La méthode statistique est largement applicable à la compréhension de l’organisation cérébrale à l’aide de réponses à des stimuli naturels complexes, comme la parole et la musique.
La méthode fournit un moyen de déduire un petit nombre de sous-populations neuronales qui expliquent collectivement un grand ensemble de données de réponses aux stimuli naturels. Cela permet de déduire de nouveaux types de sélectivité que vous ne pensez peut-être pas rechercher (la sélectivité des chansons en est un excellent exemple), ainsi que de démêler des populations neuronales qui se chevauchent spatialement ou temporellement.
L’imagerie par résonance magnétique fonctionnelle ou IRM fonctionnelle (IRMf) a été utilisée dans des études antérieures pour étudier la composante sélective de la musique. Quels avantages l’ECoG, ou l’électrocorticographie, a-t-elle fournis par rapport à l’IRMf qui ont permis votre nouvelle découverte ?
L’ECoG offre une précision spatio-temporelle beaucoup plus élevée, ce qui, nous l’avons montré, était important pour détecter la sélectivité des chansons.
Alors que la musicothérapie gagne en popularité, en particulier pour les patients atteints de démence, comment vos découvertes peuvent-elles aider à comprendre le lien entre la musique, les souvenirs et les émotions ?
La capacité à localiser des populations neuronales qui répondent spécifiquement à la musique et au chant pourrait permettre de mieux comprendre comment elles interagissent avec d’autres régions impliquées dans la perception de la mémoire et de l’émotion.
Crédit d’image : Kzenon/Shutterstock.com
Que nous disent vos découvertes plus largement sur l’universalité de la chanson et comment une telle composante a pu évoluer ?
La sélectivité des chansons pourrait refléter un rôle privilégié du chant dans l’évolution de la musique. Cela pourrait également refléter le fait que le chant est omniprésent et saillant dans l’environnement. Nous ne savons vraiment pas à ce stade.
Quelle est la prochaine étape pour vous et vos recherches ?
Notre laboratoire a une variété d’intérêts méthodologiques et scientifiques, tous axés sur la compréhension des calculs neuronaux qui sous-tendent l’audition. Nous souhaitons essayer de comprendre quels aspects du chant sont codés dans la population neuronale sélective de la chanson.

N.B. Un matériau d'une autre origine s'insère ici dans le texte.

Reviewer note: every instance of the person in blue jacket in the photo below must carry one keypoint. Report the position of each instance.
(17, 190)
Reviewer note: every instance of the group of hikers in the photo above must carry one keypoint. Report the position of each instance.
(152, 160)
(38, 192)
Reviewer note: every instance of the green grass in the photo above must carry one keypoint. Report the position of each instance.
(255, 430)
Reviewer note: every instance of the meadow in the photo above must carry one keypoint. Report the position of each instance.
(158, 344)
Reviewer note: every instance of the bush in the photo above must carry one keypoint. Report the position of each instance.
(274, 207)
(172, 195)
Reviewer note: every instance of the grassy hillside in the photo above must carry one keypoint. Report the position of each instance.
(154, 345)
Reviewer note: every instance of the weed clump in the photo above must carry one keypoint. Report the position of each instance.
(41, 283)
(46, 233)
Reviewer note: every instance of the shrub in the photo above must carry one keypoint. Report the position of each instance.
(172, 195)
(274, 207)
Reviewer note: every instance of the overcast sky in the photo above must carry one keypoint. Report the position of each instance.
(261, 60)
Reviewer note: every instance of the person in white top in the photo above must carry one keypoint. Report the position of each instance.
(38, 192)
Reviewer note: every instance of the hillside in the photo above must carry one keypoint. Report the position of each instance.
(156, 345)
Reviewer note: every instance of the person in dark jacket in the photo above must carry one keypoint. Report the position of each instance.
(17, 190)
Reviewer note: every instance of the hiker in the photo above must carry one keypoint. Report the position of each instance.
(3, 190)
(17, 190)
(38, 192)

Nous développons de meilleures méthodes pour révéler la structure sous-jacente à partir d’ensembles de données complexes, ainsi que des modèles informatiques capables de mieux prédire les réponses que nous mesurons dans le cortex auditif d’ordre supérieur. Notre laboratoire a également un intérêt significatif à comprendre comment le cortex auditif analyse les sons à différentes échelles de temps.
Où les lecteurs peuvent-ils trouver plus d’informations ?
Les gens peuvent consulter le site Web de mon laboratoire : https://www.urmc.rochester.edu/labs/computational-neuroscience-audition.aspx
À propos de Samuel Norman-Haignere
Le Dr Norman-Haignere est un neuroscientifique cognitivo-informatique qui étudie comment le cerveau humain perçoit et comprend les sons naturels comme la parole et la musique. Il a terminé des études de premier cycle à Yale et un doctorat au MIT (conseillers : Josh McDermott et Nancy Kanwisher). Il a ensuite effectué deux post-doctorats à l’École Normale Supérieure (directeur : Shihab Shamma) et à l’Université de Columbia (directeur : Nima Mesgarani), avant de rejoindre la faculté de l’Université de Rochester.
Ses recherches développent des méthodes informatiques et expérimentales pour comprendre la représentation de stimuli complexes et naturels dans le cerveau humain et appliquent ces méthodes pour comprendre les mécanismes neuronaux et informatiques qui sous-tendent l’audition humaine.